STAT207 - Data Science Exploration
Spring 2024 - Ellison

Data Science Tools Setup: Python and Git


Data Science Setup for Windows

Data Science requires a few tools to help us discover interesting features in our data. We will primarily use two tools and several libraries within each of these tools. The two tools are:

  • python, a simple programming language (this allows for the computer to do the work for us)
  • git, a distributed version control system/repository tool (this runs technology behind “github”)

All of these tools are free (and open-source), so it just takes a few minutes for you to install them to get started!

Installing Python

You will need Python 3.6 (or later). We will first check if you have Python already (if you have done Data Science) and install it if you don’t already have it.

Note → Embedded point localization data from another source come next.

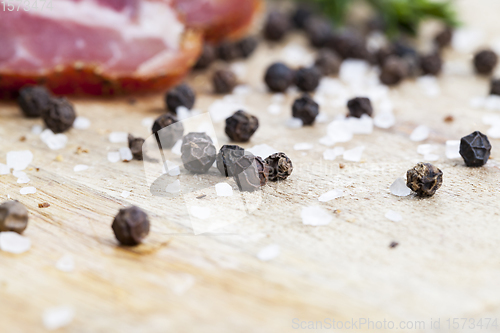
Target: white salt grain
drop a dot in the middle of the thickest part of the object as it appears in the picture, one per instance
(174, 187)
(354, 155)
(453, 149)
(262, 150)
(420, 133)
(200, 212)
(4, 169)
(176, 149)
(81, 123)
(399, 188)
(66, 263)
(14, 243)
(332, 154)
(58, 317)
(80, 167)
(19, 160)
(330, 195)
(274, 109)
(393, 216)
(303, 146)
(269, 252)
(223, 190)
(147, 122)
(125, 194)
(113, 156)
(36, 129)
(28, 190)
(294, 123)
(315, 216)
(126, 154)
(54, 141)
(118, 137)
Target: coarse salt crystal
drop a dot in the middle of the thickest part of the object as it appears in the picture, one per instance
(399, 188)
(12, 242)
(66, 263)
(269, 252)
(113, 156)
(332, 154)
(262, 150)
(453, 149)
(294, 123)
(125, 194)
(303, 146)
(118, 137)
(4, 169)
(330, 195)
(126, 154)
(80, 167)
(176, 149)
(420, 133)
(54, 141)
(19, 160)
(200, 212)
(223, 190)
(36, 129)
(274, 109)
(393, 216)
(354, 155)
(81, 123)
(58, 317)
(28, 190)
(315, 216)
(174, 187)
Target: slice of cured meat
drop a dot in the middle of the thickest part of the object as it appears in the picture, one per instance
(219, 19)
(98, 47)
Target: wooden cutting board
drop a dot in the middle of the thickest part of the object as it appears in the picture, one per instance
(446, 265)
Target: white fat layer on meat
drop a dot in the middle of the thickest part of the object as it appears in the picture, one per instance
(156, 19)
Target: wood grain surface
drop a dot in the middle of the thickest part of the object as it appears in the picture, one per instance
(446, 266)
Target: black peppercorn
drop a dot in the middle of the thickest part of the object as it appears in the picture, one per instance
(227, 157)
(224, 81)
(300, 16)
(135, 145)
(59, 115)
(276, 26)
(495, 87)
(207, 57)
(359, 106)
(228, 51)
(33, 100)
(307, 79)
(167, 130)
(247, 46)
(306, 109)
(319, 31)
(393, 71)
(131, 226)
(424, 179)
(485, 62)
(241, 126)
(475, 149)
(279, 77)
(443, 38)
(13, 216)
(280, 167)
(431, 64)
(198, 152)
(328, 62)
(182, 95)
(250, 173)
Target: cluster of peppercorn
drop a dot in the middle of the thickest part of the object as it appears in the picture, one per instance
(58, 114)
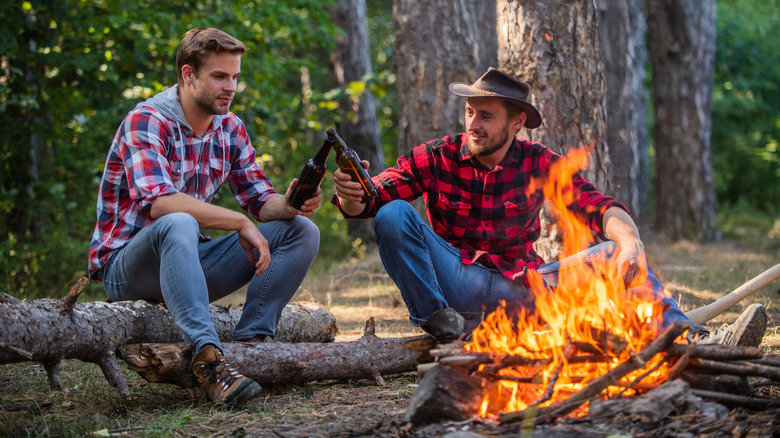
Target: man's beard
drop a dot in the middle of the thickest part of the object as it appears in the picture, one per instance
(489, 148)
(208, 105)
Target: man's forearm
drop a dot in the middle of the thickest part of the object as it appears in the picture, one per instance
(619, 226)
(352, 208)
(208, 215)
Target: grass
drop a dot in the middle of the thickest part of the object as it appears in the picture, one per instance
(354, 290)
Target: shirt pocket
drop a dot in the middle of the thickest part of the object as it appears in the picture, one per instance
(215, 175)
(182, 172)
(454, 212)
(519, 214)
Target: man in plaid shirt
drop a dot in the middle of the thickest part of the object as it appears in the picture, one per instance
(169, 157)
(484, 222)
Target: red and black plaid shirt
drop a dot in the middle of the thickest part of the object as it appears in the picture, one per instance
(486, 214)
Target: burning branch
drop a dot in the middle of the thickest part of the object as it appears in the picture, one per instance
(596, 386)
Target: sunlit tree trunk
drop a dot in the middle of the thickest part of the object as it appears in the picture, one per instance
(622, 33)
(487, 38)
(682, 47)
(554, 46)
(359, 128)
(435, 45)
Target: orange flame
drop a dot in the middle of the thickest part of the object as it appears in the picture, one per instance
(590, 306)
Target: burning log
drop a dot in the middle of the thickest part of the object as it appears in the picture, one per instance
(48, 330)
(596, 386)
(370, 357)
(715, 372)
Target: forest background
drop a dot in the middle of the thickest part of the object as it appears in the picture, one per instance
(71, 69)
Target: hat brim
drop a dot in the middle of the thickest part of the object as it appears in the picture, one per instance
(533, 118)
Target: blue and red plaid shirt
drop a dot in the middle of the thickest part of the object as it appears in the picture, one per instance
(486, 214)
(151, 156)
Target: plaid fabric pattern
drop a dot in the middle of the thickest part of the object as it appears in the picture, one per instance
(152, 156)
(486, 214)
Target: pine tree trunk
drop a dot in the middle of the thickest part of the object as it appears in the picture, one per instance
(622, 33)
(487, 34)
(436, 44)
(351, 62)
(554, 46)
(682, 46)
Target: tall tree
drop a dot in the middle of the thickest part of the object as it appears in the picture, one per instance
(554, 46)
(487, 37)
(435, 45)
(682, 47)
(351, 63)
(622, 33)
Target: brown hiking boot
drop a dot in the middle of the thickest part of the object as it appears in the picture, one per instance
(219, 381)
(747, 331)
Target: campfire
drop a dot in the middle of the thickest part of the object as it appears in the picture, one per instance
(588, 338)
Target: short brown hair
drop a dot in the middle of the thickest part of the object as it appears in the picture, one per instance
(201, 42)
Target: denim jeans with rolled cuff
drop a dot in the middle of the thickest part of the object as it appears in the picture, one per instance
(168, 262)
(431, 276)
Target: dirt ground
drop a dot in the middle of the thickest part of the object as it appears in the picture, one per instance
(355, 291)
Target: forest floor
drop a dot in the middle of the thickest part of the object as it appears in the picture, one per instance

Checking for existing Python

  1. Open up your command prompt
  2. Type python --version and press Enter.
  • If you see Python 3.7.1 (or similar), you are all set – no need to install Python. (Skip to the git section.)
  • If you see 'python' is not recognized as an internal or external command, operable program or batch file., install it now:

Installing Python

  1. Visit https://conda.io/miniconda.html to get Miniconda, a light-weight version of the python programming language
  2. Download and install the latest Windows, 64-bit installer for the latest version of Python (eg: 3.7).
  3. After the install finishes, exit your command prompt, re-launch it, and verify it installed by following the steps above (in "checking for existing python").

 

Installing Git

Any modern version of git works. We will first check if you have git and install it if you don’t already have it.

Checking for git

  1. Open up your command prompt
  2. Type git --version and press Enter.
  • If you see git version ... (or similar), you are all set – no need to install git! (You’re done!)
  • If you see 'git' is not recognized as an internal or external command, operable program or batch file., install it now:

Installing git

  1. Visit https://git-scm.com/downloads to get git, a distributed version control system/repository tool
  2. Download and install the latest Windows installer. (You should not need to select/unselect any of the options that are already preselected in the installation proces... aka just keep hitting next.)
  3. After the install finishes, exit your command prompt, re-launch it, and verify it installed by following the steps above.

Data Science Setup for Mac OS X

Data Science requires a few tools to help us discover interesting features in our data. We will primarily use two tools and several libraries within each of these tools. The three tools are:

  • python, a simple programming language (this allows for the computer to do the work for us)
  • git, a distributed version control system/repository tool (this runs technology behind “github”)

All of these tools are free (and open-source), so it just takes a few minutes for you to install them to get started!

Installing Python

You will need Python 3.6 (or later). We will first check if you have Python already (if you have done Data Science) and install it if you don’t already have it.

Checking for existing Python

  1. Open up your command prompt
  2. Type python --version and press Enter.
  • If you see Python 3.7.1 (or similar), you are all set – no need to install Python!
  • If you see an error or Python 2.7, we will install it now!

Installing Python

  1. Visit https://conda.io/miniconda.html to get Miniconda, a light-weight version of the python programming language
  2. Download the latest Mac OS X, 64-bit bash installer for the latest version of Python (eg: 3.7).
  3. Open up your command prompt and run the script you downloaded by running the following:

One approach that might work
  • Run the following in your command line.
    cd Downloads
  • bash Miniconda3-latest-MacOSX-x86_64.sh
  • You will need to press q to exit the license screen and all default options are fine.
  • Restart your terminal

If that approach doesn't work, try this
  • Run the following in your command line.
    mkdir -p ~/miniconda3

    curl https://repo.anaconda.com/miniconda/Miniconda3-latest-MacOSX-arm64.sh -o ~/miniconda3/miniconda.sh

    bash ~/miniconda3/miniconda.sh -b -u -p ~/miniconda3

    rm -rf ~/miniconda3/miniconda.sh

  • After installing, initialize your newly-installed Miniconda. The following commands initialize for bash and zsh shells. ~/miniconda3/bin/conda init bash
    ~/miniconda3/bin/conda init zsh
  • Restart your terminal

Installing Git

Any modern version of git works. We will first check if you have git and install it if you don’t already have it.

Checking for git

  1. Open up your command prompt
  2. Type git --version and press Enter.
  • If you see git version ... (or similar), you are all set – no need to install git!
  • If you see an error, we will install it now!

Installing git

  1. Visit https://git-scm.com/downloads to get git, a distributed version control system/repository tool
  2. Download and install the latest Mac OS X installer.
  3. After the install finishes, verify it installed by following the steps above.